There's also more information on the BMP file format over at wikipedia https://en.wikipedia.org/wiki/BMP_file_format if you need it.
def read_rows(path):
image_file = open(path, "rb")
# Blindly skip the BMP header.
image_file.seek(54)
# We need to read pixels in as rows to later swap the order
# since BMP stores pixels starting at the bottom left.
rows = []
row = []
pixel_index = 0
while True:
if pixel_index == 1920:
pixel_index = 0
rows.insert(0, row)
if len(row) != 1920 * 3:
raise Exception("Row length is not 1920*3 but " + str(len(row)) + " / 3.0 = " + str(len(row) / 3.0))
row = []
pixel_index += 1
r_string = image_file.read(1)
g_string = image_file.read(1)
b_string = image_file.read(1)
if len(r_string) == 0:
# This is expected to happen when we've read everything.
if len(rows) != 1080:
print "Warning!!! Read to the end of the file at the correct sub-pixel (red) but we've not read 1080 rows!"
break
if len(g_string) == 0:
print "Warning!!! Got 0 length string for green. Breaking."
break
if len(b_string) == 0:
print "Warning!!! Got 0 length string for blue. Breaking."
break
r = ord(r_string)
g = ord(g_string)
b = ord(b_string)
row.append(b)
row.append(g)
row.append(r)
image_file.close()
return rows
def repack_sub_pixels(rows):
print "Repacking pixels..."
sub_pixels = []
for row in rows:
for sub_pixel in row:
sub_pixels.append(sub_pixel)
diff = len(sub_pixels) - 1920 * 1080 * 3
print "Packed", len(sub_pixels), "sub-pixels."
if diff != 0:
print "Error! Number of sub-pixels packed does not match 1920*1080: (" + str(len(sub_pixels)) + " - 1920 * 1080 * 3 = " + str(diff) +")."
return sub_pixels
rows = read_rows("my image.bmp")
# This list is raw sub-pixel values. A red image is for example (255, 0, 0, 255, 0, 0, ...).
sub_pixels = repack_sub_pixels(rows)
Use pillow for this. After you installed it simply import it
from PIL import Image
Then you can load the BMP file
img = Image.open('path_to_file\file.bmp')

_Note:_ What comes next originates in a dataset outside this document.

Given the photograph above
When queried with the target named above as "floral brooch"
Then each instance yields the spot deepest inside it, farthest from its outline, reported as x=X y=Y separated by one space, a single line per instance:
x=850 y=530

If you need the image to be a numpy array, use np.array
img = np.array(Image.open('path_to_file\file.bmp'))
The numpy array will only be 1D. Use reshape() to bring it into the right shape in case your image is RGB. For example:
np.array(Image.open('path_to_file\file.bmp')).reshape(512,512,3)
I had to work on a project where I needed to read a BMP file using python, it was quite interesting, actually the best way is to have a review on the BMP file format (https://en.wikipedia.org/wiki/BMP_file_format) then reading it as binairy file, to extract the data.
You will need to use the struct python library to perform the extraction
You can use this tutorial to see how it proceeds https://youtu.be/0Kwqdkhgbfw
Use the excellent matplotlib library
import matplotlib.pyplot as plt
im = plt.imread('image.bmp')
It depends what you are trying to achieve and on which platform?
Anyway using a C library to load BMP may work e.g. http://code.google.com/p/libbmp/ or http://freeimage.sourceforge.net/, and C libraries can be easily called from python e.g. using ctypes or wrapping it as a python module.
or you can compile this version of PIL https://github.com/sloonz/pil-py3k
If you're doing this in Windows, this site, should allow you to get PIL (and many other popular packages) up and running with most versions of Python: Unofficial Windows Binaries for Python Extension Packages
The common port of PIL to Python 3.x is called "Pillow".
Also I would suggest pygame library for simple tasks. It is a library, full of features for creating games - and reading from some common image formats is among them. Works with Python 3.x as well.